[U-Boot] [RFC] Review of U-Boot timer API

Reinhard Meyer u-boot at emk-elektronik.de
Mon May 23 05:26:07 CEST 2011


Dear J. William Campbell,
> On 5/22/2011 1:15 AM, Reinhard Meyer wrote:
>> Dear J. William Campbell,
>>
>> please demonstrate for me (and others), by a practical example,
>> how _any_ arithmetic (even less with just shifts and multiplies)
>> can convert a free running 3.576 MHz (wild example) free running
>> 32 bit counter (maybe software extended to 64 bits) into a ms
>> value that will properly wrap from 2**32-1 to 0 ?
> Hi All
> I accept the challenge! I will present two ways to do this, one using a 32 bit by 16 bit divide, and one using only multiplies.
> This first method is "exact", in that there is no difference in performance from a "hardware" counter ticking at the 1 ms rate. This is accomplished by operating the 1 ms counter based on the delta time in the hardware time base. It is necessary to call this routine often enough that the hardware counter does not wrap more than once between calls. This is not really a problem, as this time is 1201 seconds or so. If the routine is not called for a long time, or at the first call, it will return a timer_in_ms value that will work for all subsequent calls that are within a hardware rollover interval. Since the timer in ms is a 32 bit number anyway. The same rollover issue will exist if you "software extend" the timer to 64 bits. You must assume 1 rollover. If it is more than 1, the timer is wrong.
>
>
> The variables in the gd are
> u32 prev_timer;
> u32 timer_in_ms;
> u16 timer_remainder;
>
> /* gd->timer remainder must be initialized to 0 (actually, an number less than 3576, but 0 is nice). Other two variables don't matter but can be initialized if desired */
>
> u32 get_raw_ms()
> {
> u32 delta;
> u32 t_save;
>
> read(t_save); /* atomic read of the hardware 32 bit timer running at 3.576 MHz */
> delta_t = (t_save - gd->prev_timer) ;
>
> gd->prev_timer = t_save;
> /*
> Hopefully, the following two lines only results in one hardware divide when optimized. If your CPU has no hardware divide, or if it slow, see second method .
> */
> gd->timer_in_ms += delta_t / 3576; /* convert elapsed time to ms */
> gd->timer_remainder += delta_t % 3576; /* add in remaining part not included above */
> if (gd->timer_remainder >= 3576) /* a carry has been detected */
> {
> ++gd->timer_in_ms;
> gd->timer_remainder -= 3576; /* fix remainder for the carry above */
> }
>
> return(gd->timer_in_ms)
> }

Thank you! Basically this is similar to a Bresenham Algorithm.

>
> This approach works well when the number of ticks per ms is an exact number representable as a small integer, as it is in this case. It is exact with a clock rate of 600 MHz, but is not exact for a clock rate of 666 MHz. 666667 is not an exact estimate of ticks per ms, It is off by 0.00005 % That should be acceptable for use as a timeout delay. The accumulated error in a 10 second delay should be less than 0.5 ms.

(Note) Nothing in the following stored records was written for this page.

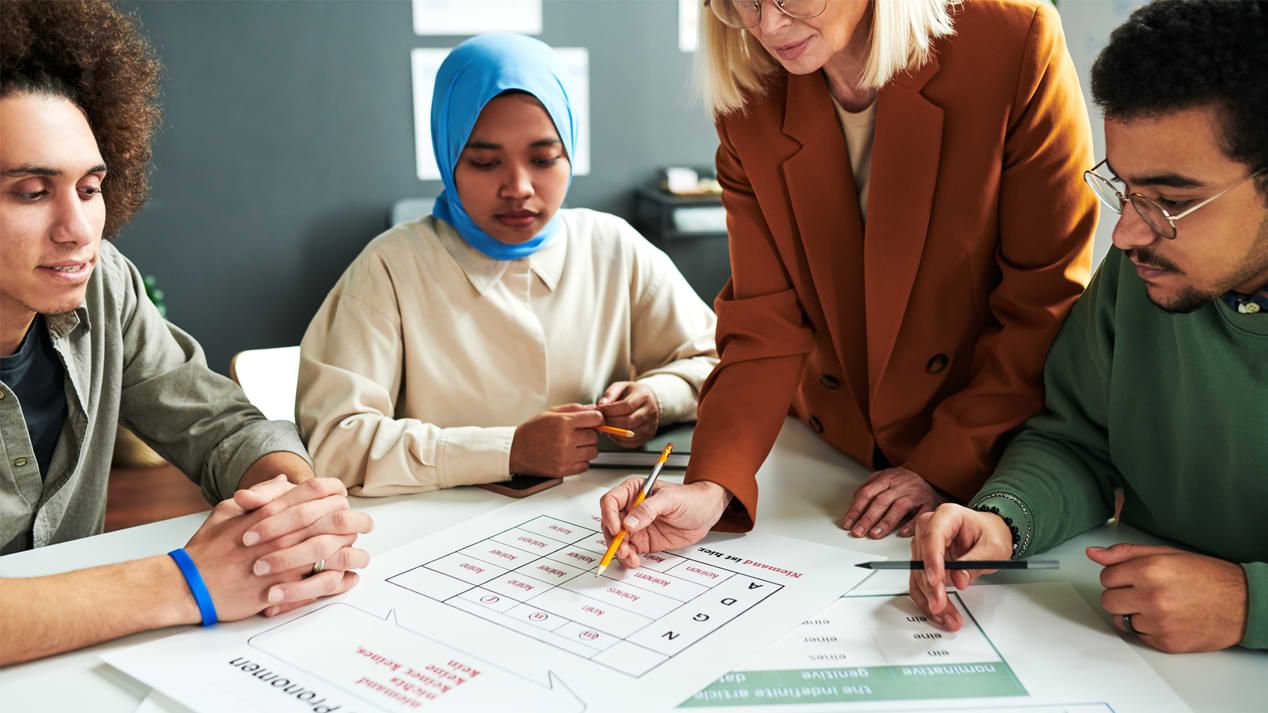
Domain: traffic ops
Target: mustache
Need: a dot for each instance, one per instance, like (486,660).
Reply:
(1151,259)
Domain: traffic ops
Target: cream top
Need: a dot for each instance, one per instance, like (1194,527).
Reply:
(860,128)
(427,354)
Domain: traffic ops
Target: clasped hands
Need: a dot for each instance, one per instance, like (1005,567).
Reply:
(256,551)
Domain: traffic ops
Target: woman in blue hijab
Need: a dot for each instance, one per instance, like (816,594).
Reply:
(497,334)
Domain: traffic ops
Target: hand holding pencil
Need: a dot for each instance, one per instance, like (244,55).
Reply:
(952,532)
(630,407)
(672,515)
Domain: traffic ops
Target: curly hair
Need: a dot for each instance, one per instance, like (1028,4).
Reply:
(1176,55)
(90,53)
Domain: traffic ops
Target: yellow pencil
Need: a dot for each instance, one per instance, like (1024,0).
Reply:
(615,430)
(642,496)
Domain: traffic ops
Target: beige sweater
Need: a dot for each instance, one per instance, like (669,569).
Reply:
(427,354)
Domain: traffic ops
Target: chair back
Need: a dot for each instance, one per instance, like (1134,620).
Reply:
(269,378)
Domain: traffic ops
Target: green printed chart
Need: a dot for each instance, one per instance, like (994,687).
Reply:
(870,650)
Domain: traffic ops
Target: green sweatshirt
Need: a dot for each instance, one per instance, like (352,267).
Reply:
(1173,409)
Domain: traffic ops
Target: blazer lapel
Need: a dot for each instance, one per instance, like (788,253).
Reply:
(824,203)
(905,152)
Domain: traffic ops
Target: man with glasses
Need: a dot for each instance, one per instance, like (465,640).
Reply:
(1155,388)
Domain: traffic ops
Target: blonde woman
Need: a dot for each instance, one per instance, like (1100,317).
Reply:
(908,228)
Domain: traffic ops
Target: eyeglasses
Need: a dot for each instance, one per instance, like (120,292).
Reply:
(1159,220)
(746,14)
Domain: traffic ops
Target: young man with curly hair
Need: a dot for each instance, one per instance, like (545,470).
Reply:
(83,350)
(1155,386)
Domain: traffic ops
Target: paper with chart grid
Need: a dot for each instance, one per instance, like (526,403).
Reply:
(504,613)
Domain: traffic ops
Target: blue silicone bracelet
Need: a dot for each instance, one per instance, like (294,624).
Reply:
(195,585)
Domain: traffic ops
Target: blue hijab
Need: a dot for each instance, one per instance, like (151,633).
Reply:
(471,76)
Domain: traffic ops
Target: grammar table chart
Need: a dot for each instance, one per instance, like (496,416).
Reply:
(538,579)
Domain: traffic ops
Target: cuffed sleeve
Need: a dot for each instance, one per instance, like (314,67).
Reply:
(192,416)
(350,373)
(1257,605)
(672,333)
(763,338)
(1059,467)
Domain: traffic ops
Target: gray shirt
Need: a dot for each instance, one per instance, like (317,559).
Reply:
(124,364)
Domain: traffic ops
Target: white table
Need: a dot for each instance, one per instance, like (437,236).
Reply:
(805,489)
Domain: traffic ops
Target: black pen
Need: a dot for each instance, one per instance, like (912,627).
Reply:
(965,565)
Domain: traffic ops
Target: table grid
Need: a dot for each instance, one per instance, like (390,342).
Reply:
(536,579)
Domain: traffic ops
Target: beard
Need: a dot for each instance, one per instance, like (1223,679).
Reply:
(1190,298)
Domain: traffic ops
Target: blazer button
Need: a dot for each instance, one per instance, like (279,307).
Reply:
(937,364)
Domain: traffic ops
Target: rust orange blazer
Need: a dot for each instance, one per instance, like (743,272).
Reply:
(922,336)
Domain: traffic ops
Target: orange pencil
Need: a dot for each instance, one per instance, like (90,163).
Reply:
(642,496)
(615,430)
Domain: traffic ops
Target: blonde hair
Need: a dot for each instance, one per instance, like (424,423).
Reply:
(733,65)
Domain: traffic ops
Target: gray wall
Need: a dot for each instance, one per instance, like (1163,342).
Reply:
(288,133)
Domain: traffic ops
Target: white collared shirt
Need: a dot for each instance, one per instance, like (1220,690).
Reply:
(426,354)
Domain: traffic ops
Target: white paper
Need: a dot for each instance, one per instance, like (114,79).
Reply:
(1022,646)
(505,613)
(424,66)
(474,17)
(159,703)
(689,24)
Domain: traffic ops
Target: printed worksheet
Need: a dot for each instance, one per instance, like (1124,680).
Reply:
(506,612)
(1035,647)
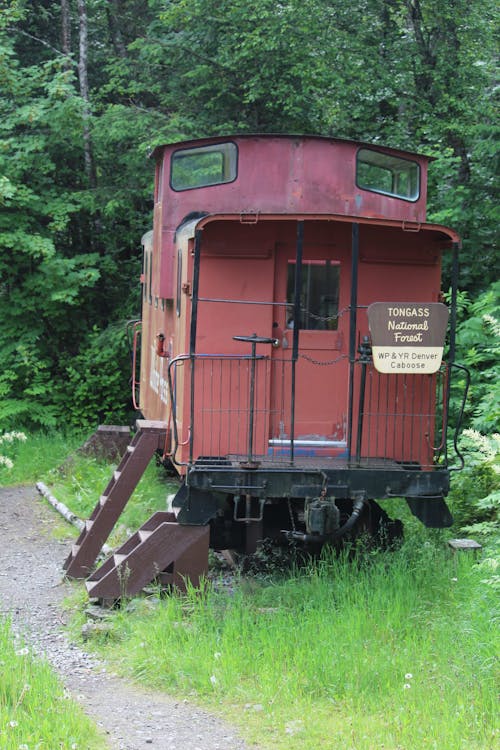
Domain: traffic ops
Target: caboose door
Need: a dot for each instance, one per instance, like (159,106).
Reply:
(320,400)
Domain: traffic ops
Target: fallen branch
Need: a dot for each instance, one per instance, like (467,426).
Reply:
(60,507)
(66,513)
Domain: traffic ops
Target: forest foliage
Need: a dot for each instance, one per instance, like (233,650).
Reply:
(89,87)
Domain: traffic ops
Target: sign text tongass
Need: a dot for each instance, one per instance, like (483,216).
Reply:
(407,337)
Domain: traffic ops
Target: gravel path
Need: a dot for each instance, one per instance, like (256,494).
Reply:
(31,591)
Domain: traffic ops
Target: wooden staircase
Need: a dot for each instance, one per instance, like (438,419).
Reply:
(162,549)
(149,438)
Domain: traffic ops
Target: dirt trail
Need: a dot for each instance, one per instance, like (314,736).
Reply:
(31,592)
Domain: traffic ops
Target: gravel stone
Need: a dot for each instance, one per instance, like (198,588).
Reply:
(32,589)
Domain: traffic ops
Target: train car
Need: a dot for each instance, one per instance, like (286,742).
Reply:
(291,354)
(292,336)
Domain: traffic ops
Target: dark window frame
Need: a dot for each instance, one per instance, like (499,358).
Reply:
(388,193)
(209,148)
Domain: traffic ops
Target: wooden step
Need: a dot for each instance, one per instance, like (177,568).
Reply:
(147,440)
(181,549)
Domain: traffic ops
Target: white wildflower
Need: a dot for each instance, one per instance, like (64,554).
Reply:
(9,437)
(493,323)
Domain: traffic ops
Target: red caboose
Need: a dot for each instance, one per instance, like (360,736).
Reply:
(292,336)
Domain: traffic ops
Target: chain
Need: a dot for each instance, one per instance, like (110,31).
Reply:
(321,362)
(324,318)
(290,511)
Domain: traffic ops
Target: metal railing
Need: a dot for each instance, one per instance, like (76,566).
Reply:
(240,408)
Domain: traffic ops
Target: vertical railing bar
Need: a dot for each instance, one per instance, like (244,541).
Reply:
(296,328)
(352,330)
(192,336)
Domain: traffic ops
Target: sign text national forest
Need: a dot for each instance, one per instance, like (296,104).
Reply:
(407,337)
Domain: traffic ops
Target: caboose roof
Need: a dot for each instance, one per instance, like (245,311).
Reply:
(158,150)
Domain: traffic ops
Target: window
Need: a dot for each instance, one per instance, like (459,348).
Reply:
(203,166)
(389,175)
(319,295)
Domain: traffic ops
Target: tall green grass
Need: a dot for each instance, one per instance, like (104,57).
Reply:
(35,712)
(389,650)
(36,456)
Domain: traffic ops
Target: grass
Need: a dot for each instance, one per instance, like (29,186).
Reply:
(35,712)
(78,481)
(391,650)
(379,650)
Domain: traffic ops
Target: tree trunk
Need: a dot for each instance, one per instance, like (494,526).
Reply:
(66,32)
(84,91)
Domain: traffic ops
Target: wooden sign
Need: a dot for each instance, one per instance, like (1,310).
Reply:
(407,336)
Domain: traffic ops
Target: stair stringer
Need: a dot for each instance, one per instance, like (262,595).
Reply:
(159,545)
(149,438)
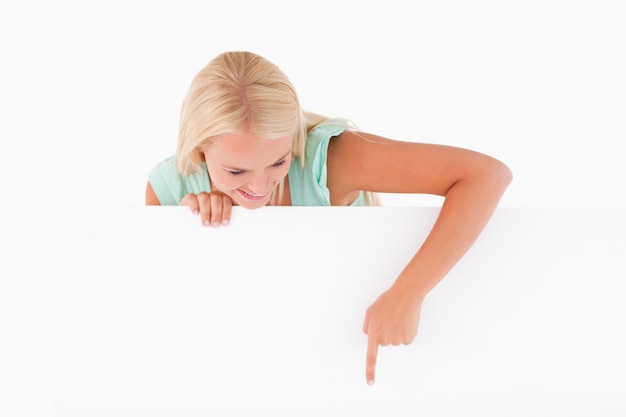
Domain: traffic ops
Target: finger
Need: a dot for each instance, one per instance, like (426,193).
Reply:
(227,207)
(370,361)
(192,201)
(204,203)
(216,209)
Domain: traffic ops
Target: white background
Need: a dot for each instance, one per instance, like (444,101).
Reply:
(90,91)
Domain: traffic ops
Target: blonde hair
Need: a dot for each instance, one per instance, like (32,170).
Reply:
(242,91)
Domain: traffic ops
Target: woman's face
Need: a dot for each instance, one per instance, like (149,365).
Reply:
(247,168)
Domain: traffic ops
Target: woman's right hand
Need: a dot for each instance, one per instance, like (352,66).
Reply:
(214,207)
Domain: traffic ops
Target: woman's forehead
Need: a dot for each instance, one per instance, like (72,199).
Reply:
(246,148)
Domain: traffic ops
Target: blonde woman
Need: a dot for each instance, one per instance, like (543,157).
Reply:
(244,140)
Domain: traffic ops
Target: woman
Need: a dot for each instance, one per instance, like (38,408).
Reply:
(244,140)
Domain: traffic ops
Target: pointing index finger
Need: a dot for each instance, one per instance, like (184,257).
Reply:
(370,361)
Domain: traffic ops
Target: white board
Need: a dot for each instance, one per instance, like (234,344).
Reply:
(133,311)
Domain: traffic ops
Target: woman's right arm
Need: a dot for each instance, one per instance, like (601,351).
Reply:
(214,208)
(151,198)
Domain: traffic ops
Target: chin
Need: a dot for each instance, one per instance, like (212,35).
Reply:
(252,205)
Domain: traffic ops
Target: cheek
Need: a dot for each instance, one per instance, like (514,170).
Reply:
(281,172)
(225,181)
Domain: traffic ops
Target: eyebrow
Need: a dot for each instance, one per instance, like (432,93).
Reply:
(243,169)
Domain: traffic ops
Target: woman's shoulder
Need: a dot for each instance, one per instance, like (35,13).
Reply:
(170,186)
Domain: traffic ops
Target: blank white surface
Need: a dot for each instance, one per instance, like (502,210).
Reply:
(141,311)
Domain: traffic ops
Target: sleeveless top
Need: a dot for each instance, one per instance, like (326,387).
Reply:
(307,184)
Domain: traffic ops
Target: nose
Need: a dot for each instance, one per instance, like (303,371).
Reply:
(260,184)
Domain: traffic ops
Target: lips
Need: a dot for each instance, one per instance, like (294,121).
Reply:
(252,197)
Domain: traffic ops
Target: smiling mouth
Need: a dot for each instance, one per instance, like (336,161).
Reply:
(250,196)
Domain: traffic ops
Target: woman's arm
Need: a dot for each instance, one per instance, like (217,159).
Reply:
(472,184)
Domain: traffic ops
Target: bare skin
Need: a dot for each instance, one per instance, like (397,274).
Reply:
(471,182)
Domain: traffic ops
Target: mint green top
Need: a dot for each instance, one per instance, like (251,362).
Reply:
(307,185)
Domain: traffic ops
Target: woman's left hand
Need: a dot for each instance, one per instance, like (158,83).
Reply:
(391,320)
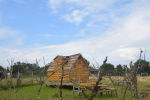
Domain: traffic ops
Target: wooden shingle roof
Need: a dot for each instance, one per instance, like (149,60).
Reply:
(71,60)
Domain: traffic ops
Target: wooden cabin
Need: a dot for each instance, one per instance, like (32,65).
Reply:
(75,69)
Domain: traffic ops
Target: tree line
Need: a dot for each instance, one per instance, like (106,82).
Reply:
(26,69)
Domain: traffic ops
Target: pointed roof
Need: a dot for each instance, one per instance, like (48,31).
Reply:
(71,61)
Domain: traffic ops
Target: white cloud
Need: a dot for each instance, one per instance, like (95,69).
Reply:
(10,35)
(76,16)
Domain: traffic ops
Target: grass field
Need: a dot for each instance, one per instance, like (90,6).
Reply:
(49,93)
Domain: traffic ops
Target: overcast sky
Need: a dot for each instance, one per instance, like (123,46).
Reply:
(31,29)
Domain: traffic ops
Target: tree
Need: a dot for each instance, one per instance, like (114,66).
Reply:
(2,72)
(108,69)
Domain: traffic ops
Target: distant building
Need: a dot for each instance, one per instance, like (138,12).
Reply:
(75,69)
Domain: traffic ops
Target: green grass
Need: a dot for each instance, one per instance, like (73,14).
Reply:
(49,93)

I would think the non exact cases result in such a small error that can be
tolerated. We are using the ms tick for timeouts, not for providing a clock
or exact delays. We should just round up when calculating the divider.

Hence the hick-ups that result when this is not called frequent enough to
prevent a multiple rollover of the raw value between calls do not matter
either (they should be just documented).

>
> There is a way that the divide above can be approximated by multiplying by an appropriate fraction, taking the resulting delta t in ms, multiplying it by 3576, and subtracting the product from the original delta to get the remainder. This is the way to go if your CPU divides slowly or not at all. This approach is presented below.
>
[...]

Optimizations would be up to the implementer of such a hardware and work
only if the divider is a compile time constant. Often the divider will be
run time determined (AT91 for example).